Electrified - Issue 32
The Artist Formerly Known as The Charging Station

Hi friends,
Welcome to the long weekend. This week, you’ll notice I’ve changed the name of the newsletter to Electrified.
Why? I wanted a simple name that better captures what our newsletter is about: the electrification of everything and the consequences that come along with it.
Let’s jump in.
This week, the Trump Administration proposed a new rule from the Labor Department that would effectively ban pension-plan administrators from making any kind of ESG offering part of the default option in a 401(k) plan, and discourage them from having any ESG options at all.
Labor Secretary Scalia wrote in his recent Wall Street Journal op-ed that a focus on ESG causes returns to suffer which is not true. At best, the jury is still out.
ESG funds — especially the top performing ones — beat the market. In 2019, a year when the S&P returned 30% and hedge funds had their best year in a decade, the four largest US ESG ETF’s outperformed both. If you want to make the argument that causation is not correlation, I’m all ears.

It’s likely this is all a moot point, a growing number of financial institutions — including Blackstone and Goldmans Sachs — are now requiring that sustainability be considered as a factor in capital allocation decisions.
As I’ve written previously, carbon footprints will eventually be a determining factor in a firm’s cost-of-capital which leads to market-driven sustainable companies. Much like every company is now a technology company, soon every company will be a sustainable one too.
👉 If you enjoy reading Electrified, please share it with friends!
Links:
— The World Isn’t Ready for Peak Oil
— Nuclear Energy is Climate Justice
— Want jobs and clean energy? This overlooked technology could deliver both
Go deeper:
1.
The world is, after all, in the midst of an inevitable transition away from fossil fuels, and there can be little doubt that an effective climate-change strategy will reduce substantially the demand for oil. The details of the efforts to combat climate-change will determine how—and how soon—the world reaches peak oil. But reach it, it will, or perhaps it already has. And as it does, the international community must be prepared to manage the fallout in countries that depend on oil for their revenue.
“The coronavirus oil shock is not a one-off crisis; it is a dress rehearsal for a future fast unfolding.”
— The World Isn’t Ready for Peak Oil
2.
The availability of cheap, reliable energy is a necessary component to improving quality of life, job creation, and increasing productivity in Africa. It is unrealistic to expect economic growth or rising incomes without adequately addressing energy poverty. Africa has a total installed electric capacity of around 150 gigawatts, “a level comparable to the capacity China installs in one or two years.” By 2040, the continent’s electricity demand could more than triple.
“The global campaign against climate change is being waged at the expense of those least responsible for it and worst affected by it.”
— Nuclear Energy is Climate Justice
3.
America’s power grid is aging and fragmented.

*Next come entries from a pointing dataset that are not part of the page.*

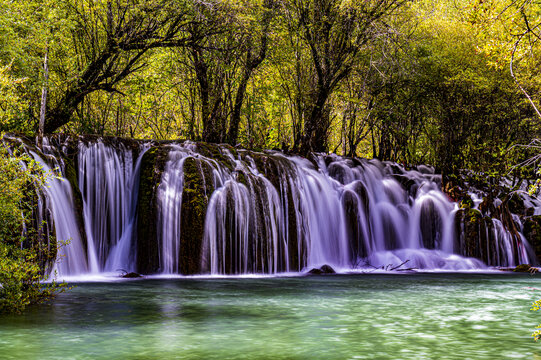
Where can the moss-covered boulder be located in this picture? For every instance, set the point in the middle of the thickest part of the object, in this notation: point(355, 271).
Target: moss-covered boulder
point(532, 232)
point(198, 187)
point(148, 248)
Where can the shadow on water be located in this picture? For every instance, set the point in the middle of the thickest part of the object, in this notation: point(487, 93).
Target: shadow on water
point(386, 316)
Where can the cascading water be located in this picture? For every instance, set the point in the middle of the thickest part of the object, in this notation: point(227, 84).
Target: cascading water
point(73, 258)
point(223, 211)
point(109, 183)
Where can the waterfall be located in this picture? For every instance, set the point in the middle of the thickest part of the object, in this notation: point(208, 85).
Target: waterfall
point(72, 255)
point(219, 210)
point(109, 181)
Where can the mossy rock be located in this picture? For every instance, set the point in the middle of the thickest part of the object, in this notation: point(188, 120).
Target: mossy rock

Much of it was built a half-century ago or more, with many lines designed to carry electrons from coal-fired power plants or hydroelectric dams. The western and eastern parts of the country operate on largely separate networks, each of them divided into dozens of smaller jurisdictions. Texas has its own, largely disconnected grid.
“It’s increasingly embarrassing to see how we’ve dealt with infrastructure investments in the United States, all we can seem to figure out how to do is build more highways.”
— Want jobs and clean energy? This overlooked technology could deliver both
What I’m thinking about
The best businesses are able to simplify to achieve their mission, how can we apply that to our own goals?